While there were some theatre personalities in Calcutta who tried to document their plays, it is Dhundiraj Govind Phalke (1870 - 1944), affectionately called Dadasaheb Phalke, who was the first to make a full-length feature film, is the Father of Indian Cinema.
He was the son of a Sanskrit scholar, who studied at J J College of Art in Bombay and at Kala Bhavan, Baroda. He then studied architecture and became proficient as a landscape painter of academic nature studies.
He also tried his hand at photography, learned three-colour block making and ceramics, worked as a portrait photographer, stage make-up man, assistant to a German illusionist and as a magician! While he was to become a printer he saw a film called The Life of Christ.
He was sufficiently charged to believe that an indigenous film industry could be established by tackling Indian themes. At the heart of his career as a filmmaker was his fervent belief in the nationalistic philosophy of swadeshi, which advocated that Indians should take charge of their own economy in the in an independent India.

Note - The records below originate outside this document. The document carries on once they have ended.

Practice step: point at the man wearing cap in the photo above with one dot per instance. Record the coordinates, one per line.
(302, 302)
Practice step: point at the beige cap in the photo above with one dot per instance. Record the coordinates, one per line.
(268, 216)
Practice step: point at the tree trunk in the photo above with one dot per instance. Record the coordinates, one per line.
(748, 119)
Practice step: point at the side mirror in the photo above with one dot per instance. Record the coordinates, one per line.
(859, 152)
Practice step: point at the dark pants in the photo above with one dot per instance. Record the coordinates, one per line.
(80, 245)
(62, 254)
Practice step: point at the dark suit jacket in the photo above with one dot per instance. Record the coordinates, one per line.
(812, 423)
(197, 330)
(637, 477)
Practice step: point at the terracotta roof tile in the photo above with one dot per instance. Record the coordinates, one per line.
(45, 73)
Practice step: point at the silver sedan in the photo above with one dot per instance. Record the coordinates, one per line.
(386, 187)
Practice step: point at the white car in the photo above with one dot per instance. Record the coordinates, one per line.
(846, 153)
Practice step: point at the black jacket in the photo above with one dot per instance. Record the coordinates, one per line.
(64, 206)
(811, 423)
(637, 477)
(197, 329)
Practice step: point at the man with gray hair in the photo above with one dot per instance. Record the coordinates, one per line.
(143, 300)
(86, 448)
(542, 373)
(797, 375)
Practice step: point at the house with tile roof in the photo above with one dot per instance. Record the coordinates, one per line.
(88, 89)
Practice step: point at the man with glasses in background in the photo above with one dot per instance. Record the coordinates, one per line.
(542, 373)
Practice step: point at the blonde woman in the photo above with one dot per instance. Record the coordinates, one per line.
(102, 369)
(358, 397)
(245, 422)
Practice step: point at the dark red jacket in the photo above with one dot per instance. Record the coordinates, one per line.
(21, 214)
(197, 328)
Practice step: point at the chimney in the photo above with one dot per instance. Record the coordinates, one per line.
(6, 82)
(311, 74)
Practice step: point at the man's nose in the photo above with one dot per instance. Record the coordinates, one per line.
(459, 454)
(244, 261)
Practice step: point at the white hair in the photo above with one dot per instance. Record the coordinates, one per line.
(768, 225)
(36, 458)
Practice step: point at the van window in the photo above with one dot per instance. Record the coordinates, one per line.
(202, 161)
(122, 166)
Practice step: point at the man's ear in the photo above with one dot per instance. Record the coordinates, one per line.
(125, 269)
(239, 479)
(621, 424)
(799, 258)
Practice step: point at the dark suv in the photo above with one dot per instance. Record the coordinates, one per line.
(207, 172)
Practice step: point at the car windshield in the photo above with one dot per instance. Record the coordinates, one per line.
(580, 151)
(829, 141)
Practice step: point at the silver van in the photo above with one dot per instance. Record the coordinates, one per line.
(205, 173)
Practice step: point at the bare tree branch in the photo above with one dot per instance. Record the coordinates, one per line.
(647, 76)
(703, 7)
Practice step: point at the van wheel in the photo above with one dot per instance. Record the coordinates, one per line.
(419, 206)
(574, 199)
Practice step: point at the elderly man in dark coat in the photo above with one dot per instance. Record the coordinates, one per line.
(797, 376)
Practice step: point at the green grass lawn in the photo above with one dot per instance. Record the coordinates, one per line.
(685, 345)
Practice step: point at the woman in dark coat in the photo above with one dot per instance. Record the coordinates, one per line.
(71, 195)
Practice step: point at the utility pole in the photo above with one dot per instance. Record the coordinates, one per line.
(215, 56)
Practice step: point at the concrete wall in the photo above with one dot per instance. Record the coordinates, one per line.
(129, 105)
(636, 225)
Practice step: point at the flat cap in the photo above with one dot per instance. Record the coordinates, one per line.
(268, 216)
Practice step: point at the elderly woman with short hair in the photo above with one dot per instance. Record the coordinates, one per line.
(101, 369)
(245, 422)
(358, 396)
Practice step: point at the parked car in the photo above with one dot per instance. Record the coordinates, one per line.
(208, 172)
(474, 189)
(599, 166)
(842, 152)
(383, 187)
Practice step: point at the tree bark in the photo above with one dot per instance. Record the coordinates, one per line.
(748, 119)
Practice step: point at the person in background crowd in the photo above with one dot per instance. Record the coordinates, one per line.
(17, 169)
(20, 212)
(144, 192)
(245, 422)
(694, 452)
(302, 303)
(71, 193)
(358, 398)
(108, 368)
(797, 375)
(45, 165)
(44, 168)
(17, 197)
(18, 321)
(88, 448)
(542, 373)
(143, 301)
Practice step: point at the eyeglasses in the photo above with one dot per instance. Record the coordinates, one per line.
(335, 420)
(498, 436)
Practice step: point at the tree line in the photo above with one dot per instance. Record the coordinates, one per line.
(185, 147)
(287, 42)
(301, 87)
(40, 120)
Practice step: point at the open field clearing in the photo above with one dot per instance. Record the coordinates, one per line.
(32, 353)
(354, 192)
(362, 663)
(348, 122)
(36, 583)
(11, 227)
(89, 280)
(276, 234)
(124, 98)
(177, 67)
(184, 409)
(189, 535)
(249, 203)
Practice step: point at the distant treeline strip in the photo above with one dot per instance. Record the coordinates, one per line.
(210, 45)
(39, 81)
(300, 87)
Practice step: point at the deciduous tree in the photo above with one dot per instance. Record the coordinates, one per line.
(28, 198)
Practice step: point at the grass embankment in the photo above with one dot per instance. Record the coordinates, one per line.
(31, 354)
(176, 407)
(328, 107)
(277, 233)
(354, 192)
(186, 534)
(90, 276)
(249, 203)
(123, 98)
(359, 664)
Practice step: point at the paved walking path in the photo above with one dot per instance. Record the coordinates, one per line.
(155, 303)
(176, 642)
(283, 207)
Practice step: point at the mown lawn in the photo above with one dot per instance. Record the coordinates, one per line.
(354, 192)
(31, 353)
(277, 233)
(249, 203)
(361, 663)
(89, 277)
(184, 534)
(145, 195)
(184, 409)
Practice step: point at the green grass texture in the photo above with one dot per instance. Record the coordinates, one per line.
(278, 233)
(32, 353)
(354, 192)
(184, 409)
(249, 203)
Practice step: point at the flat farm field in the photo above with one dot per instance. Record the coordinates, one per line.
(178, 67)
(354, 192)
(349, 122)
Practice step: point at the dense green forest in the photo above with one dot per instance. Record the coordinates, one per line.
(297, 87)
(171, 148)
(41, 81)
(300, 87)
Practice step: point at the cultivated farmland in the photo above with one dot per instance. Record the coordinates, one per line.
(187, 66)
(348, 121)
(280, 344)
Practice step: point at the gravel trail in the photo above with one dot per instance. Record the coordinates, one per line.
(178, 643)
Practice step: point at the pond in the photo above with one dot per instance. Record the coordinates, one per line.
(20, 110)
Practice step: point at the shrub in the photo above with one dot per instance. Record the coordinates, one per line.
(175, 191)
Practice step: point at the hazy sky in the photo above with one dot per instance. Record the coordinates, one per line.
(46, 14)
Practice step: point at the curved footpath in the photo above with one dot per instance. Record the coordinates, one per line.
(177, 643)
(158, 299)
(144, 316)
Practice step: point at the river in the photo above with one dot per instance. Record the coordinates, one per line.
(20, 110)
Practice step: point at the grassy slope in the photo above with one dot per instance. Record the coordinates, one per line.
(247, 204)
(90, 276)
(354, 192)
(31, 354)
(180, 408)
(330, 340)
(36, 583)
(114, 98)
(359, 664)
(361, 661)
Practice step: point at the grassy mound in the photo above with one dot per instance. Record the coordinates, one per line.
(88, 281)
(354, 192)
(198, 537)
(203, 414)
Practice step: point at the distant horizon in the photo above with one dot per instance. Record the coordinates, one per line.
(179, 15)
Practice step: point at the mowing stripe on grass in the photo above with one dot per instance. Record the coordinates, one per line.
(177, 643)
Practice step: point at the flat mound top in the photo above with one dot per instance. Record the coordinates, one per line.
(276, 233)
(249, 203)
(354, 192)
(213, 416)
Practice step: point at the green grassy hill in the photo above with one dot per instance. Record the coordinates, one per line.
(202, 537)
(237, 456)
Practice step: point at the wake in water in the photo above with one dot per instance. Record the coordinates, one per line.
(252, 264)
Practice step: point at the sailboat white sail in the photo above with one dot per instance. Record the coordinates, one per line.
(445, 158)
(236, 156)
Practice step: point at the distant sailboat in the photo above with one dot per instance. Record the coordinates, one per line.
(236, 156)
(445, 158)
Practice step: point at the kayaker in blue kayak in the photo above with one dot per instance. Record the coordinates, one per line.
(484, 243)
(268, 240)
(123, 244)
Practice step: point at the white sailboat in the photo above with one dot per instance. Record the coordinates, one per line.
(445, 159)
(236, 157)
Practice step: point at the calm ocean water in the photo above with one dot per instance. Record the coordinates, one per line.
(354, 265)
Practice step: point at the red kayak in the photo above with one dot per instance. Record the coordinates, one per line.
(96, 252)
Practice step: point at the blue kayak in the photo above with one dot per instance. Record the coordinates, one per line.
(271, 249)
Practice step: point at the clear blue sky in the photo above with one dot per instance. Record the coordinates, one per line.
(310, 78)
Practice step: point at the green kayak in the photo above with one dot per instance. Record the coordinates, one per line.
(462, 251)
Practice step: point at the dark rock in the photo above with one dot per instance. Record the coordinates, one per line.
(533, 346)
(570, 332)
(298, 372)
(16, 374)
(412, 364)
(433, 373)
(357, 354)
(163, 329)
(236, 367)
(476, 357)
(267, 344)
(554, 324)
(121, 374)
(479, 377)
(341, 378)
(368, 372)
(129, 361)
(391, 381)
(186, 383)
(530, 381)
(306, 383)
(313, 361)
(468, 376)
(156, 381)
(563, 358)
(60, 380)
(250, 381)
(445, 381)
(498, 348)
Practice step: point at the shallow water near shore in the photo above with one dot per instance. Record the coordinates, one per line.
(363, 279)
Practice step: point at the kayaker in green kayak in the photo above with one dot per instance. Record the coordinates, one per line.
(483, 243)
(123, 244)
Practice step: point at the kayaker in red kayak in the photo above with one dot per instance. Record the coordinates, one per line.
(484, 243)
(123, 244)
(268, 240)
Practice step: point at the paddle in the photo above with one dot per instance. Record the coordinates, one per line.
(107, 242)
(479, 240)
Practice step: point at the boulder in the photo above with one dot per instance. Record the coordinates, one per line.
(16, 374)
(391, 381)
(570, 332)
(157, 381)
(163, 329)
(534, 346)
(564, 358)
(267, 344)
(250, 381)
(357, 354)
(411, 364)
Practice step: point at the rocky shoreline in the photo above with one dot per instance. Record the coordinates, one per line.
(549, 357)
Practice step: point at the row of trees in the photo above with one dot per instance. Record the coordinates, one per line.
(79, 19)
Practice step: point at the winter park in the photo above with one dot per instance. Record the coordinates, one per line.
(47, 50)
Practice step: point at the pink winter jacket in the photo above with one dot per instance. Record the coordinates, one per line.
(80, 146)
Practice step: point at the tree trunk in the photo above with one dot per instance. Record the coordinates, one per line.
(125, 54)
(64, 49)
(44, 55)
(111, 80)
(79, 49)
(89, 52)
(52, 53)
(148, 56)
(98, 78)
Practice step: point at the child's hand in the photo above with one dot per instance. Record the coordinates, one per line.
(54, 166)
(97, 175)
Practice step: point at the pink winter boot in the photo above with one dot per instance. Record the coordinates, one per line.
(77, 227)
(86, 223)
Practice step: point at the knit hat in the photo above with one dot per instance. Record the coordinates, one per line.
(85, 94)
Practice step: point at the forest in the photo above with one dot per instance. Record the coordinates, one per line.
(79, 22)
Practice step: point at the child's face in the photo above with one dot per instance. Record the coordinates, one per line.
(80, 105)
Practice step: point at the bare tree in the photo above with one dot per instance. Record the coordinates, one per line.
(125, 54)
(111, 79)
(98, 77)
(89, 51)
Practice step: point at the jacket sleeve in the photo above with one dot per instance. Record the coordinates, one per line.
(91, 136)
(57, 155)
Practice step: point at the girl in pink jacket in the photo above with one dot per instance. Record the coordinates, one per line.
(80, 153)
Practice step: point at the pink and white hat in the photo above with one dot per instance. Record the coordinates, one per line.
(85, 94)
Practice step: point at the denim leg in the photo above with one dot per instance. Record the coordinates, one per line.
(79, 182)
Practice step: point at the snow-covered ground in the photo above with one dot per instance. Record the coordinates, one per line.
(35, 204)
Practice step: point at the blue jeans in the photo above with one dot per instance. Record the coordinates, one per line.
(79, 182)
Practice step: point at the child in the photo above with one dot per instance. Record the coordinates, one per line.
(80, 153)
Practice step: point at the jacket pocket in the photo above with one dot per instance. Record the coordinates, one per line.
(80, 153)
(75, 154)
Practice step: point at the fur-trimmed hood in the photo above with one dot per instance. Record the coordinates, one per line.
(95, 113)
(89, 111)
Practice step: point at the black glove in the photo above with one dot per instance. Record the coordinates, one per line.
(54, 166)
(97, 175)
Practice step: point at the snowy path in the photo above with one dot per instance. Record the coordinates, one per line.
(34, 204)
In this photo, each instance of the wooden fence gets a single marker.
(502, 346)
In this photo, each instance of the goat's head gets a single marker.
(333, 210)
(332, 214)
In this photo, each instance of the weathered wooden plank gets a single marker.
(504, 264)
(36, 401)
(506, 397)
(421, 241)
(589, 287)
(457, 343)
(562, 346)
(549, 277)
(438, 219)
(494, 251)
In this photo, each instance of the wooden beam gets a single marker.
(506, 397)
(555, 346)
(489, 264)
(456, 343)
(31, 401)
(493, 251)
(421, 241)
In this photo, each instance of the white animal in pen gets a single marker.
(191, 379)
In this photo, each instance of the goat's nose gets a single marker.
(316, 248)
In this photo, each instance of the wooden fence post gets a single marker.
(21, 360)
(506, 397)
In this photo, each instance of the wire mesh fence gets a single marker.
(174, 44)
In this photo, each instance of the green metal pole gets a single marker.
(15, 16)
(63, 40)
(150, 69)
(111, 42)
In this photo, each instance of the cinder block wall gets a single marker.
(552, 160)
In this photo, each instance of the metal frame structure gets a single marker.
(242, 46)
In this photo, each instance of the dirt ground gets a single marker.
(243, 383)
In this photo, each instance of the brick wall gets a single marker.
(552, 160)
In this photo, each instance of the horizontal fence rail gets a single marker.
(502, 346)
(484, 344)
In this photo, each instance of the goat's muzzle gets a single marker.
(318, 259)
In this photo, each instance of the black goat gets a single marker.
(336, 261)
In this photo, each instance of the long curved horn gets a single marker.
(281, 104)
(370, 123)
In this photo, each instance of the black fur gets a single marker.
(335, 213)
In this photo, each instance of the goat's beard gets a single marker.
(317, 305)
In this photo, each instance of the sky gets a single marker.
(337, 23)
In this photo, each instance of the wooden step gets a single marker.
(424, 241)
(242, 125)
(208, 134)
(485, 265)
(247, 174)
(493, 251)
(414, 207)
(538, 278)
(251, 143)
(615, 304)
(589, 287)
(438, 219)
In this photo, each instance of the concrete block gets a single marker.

"Like the life of Christ we shall make pictures on Rama and Krishna."
Raising a loan from an old friend and pledging his life insurance, Phalke sailed for England on February 1, 1912 and returned two weeks later to launch Raja Harishchandra.
RE:RE:Just a thought before people start hating each other...
by on Feb 25, 2008 07:45 PM Permalink
Raja Harishchandra was about an honest king who for the sake of his principles sacrificed his kingdom and family till the gods, impressed with his honesty, restored him to his former glory. Indian cinema has come a long way from its first silent feature film in 1913 directed by Dada Saheb Phalke.
The Dada Saheb Phalke Award is given annualy by the Indian Government in recognition of the outstanding contributions made in the field of Indian Cinema.
Since 1970, there have been 37 Awardees, including Film Director Shyam Benegal in 2006.
Though we have all heard of the Father of Indian Cinema, many do not know that he "died pennyless."
Neither the Film Industry, that coverts the Dada Saheb Phalke Award nor the Maharashtra Government, has ever paid any heed to his family.
But he was a Marathi manoos who set up his studio in Nasik (now Nashik) where Raj thackeray and his MNS recently struck body blows to our democratic fabric with their sons-of-the soil rhetoric.